Section 3: Results and treatment: He was referred to our unit and underwent a supervised fast, developing symptomatic hypoglycaemia after 18 hours. His serum glucose was 1.1 mmol/l with low insulin (<1 mU/l) and C-peptide (50 pmol/l). He had significant ketosis, as well as elevated free fatty acids (3.16 mmol/l), urate (645 µmol/l) and lactate (10.4 mmol/l). A clinical diagnosis of fructose-1,6-bisphosphatase deficiency was made and he was referred for genetic analysis and expert inherited metabolic disorders (IMD) advice. A homozygous sequence variant in fructose-1,6-bisphosphatase (FBP1) gene, previously unreported, was identified. Functional studies are ongoing; however, this is predicted to be pathological.

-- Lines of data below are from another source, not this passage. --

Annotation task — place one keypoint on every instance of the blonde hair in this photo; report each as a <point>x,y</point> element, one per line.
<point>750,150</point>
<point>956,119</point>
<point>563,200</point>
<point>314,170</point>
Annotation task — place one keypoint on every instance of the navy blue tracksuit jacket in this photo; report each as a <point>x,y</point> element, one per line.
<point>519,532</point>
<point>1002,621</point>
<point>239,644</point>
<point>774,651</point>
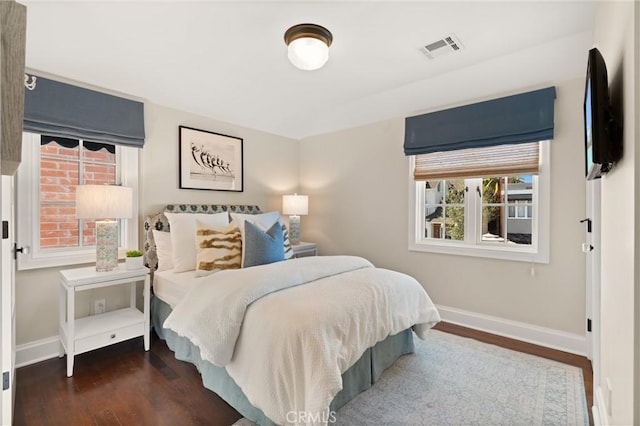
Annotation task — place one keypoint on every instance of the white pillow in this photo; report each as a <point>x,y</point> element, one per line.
<point>183,236</point>
<point>164,250</point>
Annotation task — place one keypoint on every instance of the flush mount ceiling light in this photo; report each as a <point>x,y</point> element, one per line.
<point>308,45</point>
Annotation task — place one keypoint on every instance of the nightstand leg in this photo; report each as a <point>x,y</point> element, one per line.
<point>61,318</point>
<point>71,314</point>
<point>146,294</point>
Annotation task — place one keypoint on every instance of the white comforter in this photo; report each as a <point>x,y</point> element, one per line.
<point>288,349</point>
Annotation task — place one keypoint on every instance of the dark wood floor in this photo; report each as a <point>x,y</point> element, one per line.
<point>123,385</point>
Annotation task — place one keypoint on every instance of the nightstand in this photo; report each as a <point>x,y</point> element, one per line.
<point>304,249</point>
<point>86,334</point>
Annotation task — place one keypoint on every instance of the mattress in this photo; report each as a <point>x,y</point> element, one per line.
<point>171,287</point>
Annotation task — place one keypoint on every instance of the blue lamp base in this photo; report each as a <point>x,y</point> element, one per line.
<point>294,229</point>
<point>106,245</point>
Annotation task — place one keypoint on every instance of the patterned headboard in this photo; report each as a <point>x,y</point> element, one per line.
<point>159,222</point>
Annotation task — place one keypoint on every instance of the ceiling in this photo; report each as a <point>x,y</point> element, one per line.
<point>227,59</point>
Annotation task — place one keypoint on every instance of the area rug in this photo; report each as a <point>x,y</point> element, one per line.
<point>452,380</point>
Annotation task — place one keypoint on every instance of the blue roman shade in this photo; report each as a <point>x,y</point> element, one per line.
<point>527,117</point>
<point>63,110</point>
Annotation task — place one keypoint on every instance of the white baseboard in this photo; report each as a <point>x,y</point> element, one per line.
<point>599,409</point>
<point>550,338</point>
<point>40,350</point>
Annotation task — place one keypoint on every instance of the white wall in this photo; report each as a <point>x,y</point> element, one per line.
<point>270,170</point>
<point>616,36</point>
<point>357,183</point>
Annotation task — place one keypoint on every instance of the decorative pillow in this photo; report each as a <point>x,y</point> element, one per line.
<point>217,249</point>
<point>265,220</point>
<point>164,250</point>
<point>183,231</point>
<point>261,247</point>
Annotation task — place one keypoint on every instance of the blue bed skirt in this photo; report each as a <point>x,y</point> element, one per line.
<point>366,371</point>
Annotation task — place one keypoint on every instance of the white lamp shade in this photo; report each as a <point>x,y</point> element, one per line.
<point>297,205</point>
<point>308,53</point>
<point>103,202</point>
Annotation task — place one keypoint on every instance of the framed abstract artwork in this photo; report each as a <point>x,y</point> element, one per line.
<point>210,160</point>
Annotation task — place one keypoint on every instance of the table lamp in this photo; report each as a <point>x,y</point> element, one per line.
<point>105,204</point>
<point>295,206</point>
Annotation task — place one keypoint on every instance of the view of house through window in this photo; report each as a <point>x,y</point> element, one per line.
<point>65,163</point>
<point>492,210</point>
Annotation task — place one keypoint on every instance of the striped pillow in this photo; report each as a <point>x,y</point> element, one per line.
<point>217,249</point>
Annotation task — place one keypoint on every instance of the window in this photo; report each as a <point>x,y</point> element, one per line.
<point>46,180</point>
<point>502,214</point>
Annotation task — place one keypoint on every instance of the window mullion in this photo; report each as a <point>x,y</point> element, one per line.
<point>472,201</point>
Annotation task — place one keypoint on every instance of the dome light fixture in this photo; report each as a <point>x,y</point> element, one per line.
<point>308,46</point>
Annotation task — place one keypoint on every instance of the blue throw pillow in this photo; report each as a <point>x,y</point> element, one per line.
<point>262,247</point>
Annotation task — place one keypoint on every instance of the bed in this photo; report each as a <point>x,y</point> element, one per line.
<point>285,342</point>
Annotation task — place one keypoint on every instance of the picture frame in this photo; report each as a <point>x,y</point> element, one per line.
<point>210,161</point>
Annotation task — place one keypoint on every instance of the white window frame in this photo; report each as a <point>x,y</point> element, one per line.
<point>28,202</point>
<point>536,252</point>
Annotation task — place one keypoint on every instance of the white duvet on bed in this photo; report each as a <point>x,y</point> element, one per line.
<point>171,287</point>
<point>287,331</point>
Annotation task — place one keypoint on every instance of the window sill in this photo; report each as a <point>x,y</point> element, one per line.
<point>28,261</point>
<point>529,255</point>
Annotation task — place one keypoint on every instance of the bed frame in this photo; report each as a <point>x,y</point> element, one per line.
<point>361,376</point>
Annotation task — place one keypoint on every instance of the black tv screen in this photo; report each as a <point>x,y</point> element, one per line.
<point>601,144</point>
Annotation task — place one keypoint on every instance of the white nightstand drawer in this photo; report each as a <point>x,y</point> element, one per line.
<point>101,340</point>
<point>112,327</point>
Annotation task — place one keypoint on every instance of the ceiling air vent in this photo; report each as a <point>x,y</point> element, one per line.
<point>440,47</point>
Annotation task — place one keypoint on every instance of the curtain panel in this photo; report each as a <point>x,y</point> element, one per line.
<point>522,118</point>
<point>59,109</point>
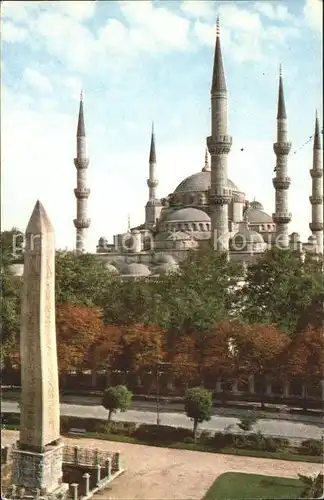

Section 4: Conclusions and points for discussion: FBP1 deficiency, a key gluconeogenesis enzyme, is a rare autosomal recessive disorder that commonly presents acutely in early childhood when glycogen stores are limited or exhausted. We speculate that a reduced glycogen reserve consequent upon recently diagnosed hepatitis C precipitated this presentation. Given that around 30% of patients referred to the IMD service are diagnosed in adulthood, this represents an important differential in patients presenting with hypoglycaemia and lactic acidosis.